To date, most Repbulicans and right-wingers do not seem to have realized the scope of this problem – the extent to which it undermines the very legitimacy of the type of state they have been promoting. The best proposals that have been made from the right have focused on the ideology of anti-governmentism rather than a focus on the market-state expansion of citizen opportunity that was the true core of Reagan’s success. For example, John McCain, in a bold move, sought to overthrow the system of health care insurance as we know it – and to place the responsibility for paying for health care squarely on the shoulders of individual citizens – instead of the collective pools that spread out such risk, whether organized by employers or the government. This would hold down health care costs – because individuals would be constrained from making health decisions by the amount of money they had to spend. The theory behind this was that the increasing costs of health care stemmed directly from the fact that consumers were going to the doctor or hospital or otherwise using health care more because they did not bear the direct consequences of their decisions. Of course, being out of power and with their ideas generally unpopular with the public, Republicans have instead merely sought to minimize or deny the clear problems with health care and simply be obstructionist.

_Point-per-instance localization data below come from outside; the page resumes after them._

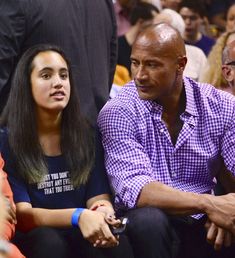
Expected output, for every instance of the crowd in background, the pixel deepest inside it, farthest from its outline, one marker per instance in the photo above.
(97, 38)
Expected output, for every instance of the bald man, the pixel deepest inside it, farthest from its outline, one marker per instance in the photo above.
(228, 66)
(165, 138)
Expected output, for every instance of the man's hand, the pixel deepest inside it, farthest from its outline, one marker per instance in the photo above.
(218, 237)
(221, 211)
(95, 229)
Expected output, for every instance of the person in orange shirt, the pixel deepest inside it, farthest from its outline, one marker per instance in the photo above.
(8, 249)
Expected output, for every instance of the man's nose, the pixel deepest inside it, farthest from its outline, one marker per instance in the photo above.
(57, 82)
(141, 73)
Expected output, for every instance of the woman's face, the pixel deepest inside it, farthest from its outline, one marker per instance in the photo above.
(50, 82)
(230, 22)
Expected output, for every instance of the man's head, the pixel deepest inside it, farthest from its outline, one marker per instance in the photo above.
(192, 12)
(158, 60)
(228, 64)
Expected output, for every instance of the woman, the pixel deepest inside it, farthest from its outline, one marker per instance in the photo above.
(49, 154)
(213, 70)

Alternately, liberals, progressives, Democrats describe health care as a place in which the market has simply failed. As Paul Krugman has recently pointed out, health care economists have long maintained that:

[T]he standard competitive market model just doesn’t work for health care: adverse selection and moral hazard are so central to the enterprise that nobody, nobody expects free-market principles to be enough.

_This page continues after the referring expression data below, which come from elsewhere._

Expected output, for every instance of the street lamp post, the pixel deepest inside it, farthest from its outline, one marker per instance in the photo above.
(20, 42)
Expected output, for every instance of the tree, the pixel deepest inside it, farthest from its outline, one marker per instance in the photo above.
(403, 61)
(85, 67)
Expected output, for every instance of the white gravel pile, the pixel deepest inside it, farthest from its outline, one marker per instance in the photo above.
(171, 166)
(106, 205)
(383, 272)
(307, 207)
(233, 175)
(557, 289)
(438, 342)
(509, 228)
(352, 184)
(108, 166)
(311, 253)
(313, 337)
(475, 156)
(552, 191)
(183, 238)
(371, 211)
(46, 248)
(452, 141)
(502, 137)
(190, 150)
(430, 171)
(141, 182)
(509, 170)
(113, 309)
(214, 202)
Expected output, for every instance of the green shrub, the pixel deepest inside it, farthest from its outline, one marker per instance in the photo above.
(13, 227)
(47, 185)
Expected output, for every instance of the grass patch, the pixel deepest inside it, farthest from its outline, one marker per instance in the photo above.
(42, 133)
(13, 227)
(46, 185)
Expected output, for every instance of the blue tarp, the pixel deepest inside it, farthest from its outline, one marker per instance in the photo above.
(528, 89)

Their are various solutions being worked out by the Democrats – to create regulations that prevent health insurance firms from maintaining their exploitative business model; to create a competitor to these firms that will operate on a different model to keep them honest; to link payment of health care to outcomes instead of time and services.

The great irony is that if the Democrats are successful in reforming health care, they will have legitimized the market-state which many on the left are suspicious of – but they will have done so by firmly rejecting the Republican dogma that the government is always the problem. As Bill Kristol wrote in his famous 1993 memo on Bill Clinton’s attempt at health care reform:

[T]he long-term political effects of a successful Clinton health care bill will be … worse … It will revive the reputation of the party that spends and regulates, the Democrats, as the generous protector of middle-class interests. And it will at the same time strike a punishing blow against Republican claims to defend the middle-class by restraining the growth of government.

Today,  it is only the Democrats who will be able to preserve the legitimacy of the market-state in the midst of this crisis.